Overview of Desert Hot Springs
Desert Hot Springs, also referred to as “DHS,” is a Riverside County city located in the Coachella Valley north of Palm Springs. The city’s name is derived from the numerous natural hot springs that dot the landscape. It is one of the few places in the world to boast naturally occurring hot and cold mineral springs due to the presence of two aquifers that are separated by the Mission Creek Fault, a branch of the San Andreas Fault.

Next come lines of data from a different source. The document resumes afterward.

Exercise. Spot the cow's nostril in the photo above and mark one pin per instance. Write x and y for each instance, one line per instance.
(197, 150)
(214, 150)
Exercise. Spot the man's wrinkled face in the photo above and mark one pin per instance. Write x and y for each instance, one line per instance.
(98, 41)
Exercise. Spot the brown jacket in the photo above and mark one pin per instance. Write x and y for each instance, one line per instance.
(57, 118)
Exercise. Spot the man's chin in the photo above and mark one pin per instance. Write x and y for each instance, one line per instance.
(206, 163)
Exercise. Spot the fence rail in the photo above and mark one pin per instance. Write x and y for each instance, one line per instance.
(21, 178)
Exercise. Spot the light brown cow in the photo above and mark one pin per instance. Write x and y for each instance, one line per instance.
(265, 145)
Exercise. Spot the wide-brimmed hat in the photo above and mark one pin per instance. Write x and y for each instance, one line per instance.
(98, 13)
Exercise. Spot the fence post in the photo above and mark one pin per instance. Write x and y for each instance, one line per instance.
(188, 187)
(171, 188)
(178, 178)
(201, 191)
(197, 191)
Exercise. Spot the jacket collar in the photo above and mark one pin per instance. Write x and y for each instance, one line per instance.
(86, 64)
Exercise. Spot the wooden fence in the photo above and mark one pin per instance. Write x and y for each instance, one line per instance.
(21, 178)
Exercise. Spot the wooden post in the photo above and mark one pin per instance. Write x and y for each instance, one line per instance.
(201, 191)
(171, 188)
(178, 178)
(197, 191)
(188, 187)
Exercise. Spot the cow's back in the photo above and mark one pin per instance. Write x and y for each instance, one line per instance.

The population of Desert Hot Springs has experienced rapid growth from the city’s founding in 1941, which is now home to over 28,000 residents. Just like other cities in The Greater Palm Springs Area, Desert Hot Springs is popular with part-time residents from cooler climates who make their home in the mild California Desert climate during the winter months. Additionally, many visitors flock to the resorts set up around the natural springs, which have created a healthy tourism economy for the city. With the legalization of marijuana, DHS was one of the first municipalities to embrace the new “cash crop” in California and is poised to continue its economic growth due to its business-friendly approach to the marijuana industry.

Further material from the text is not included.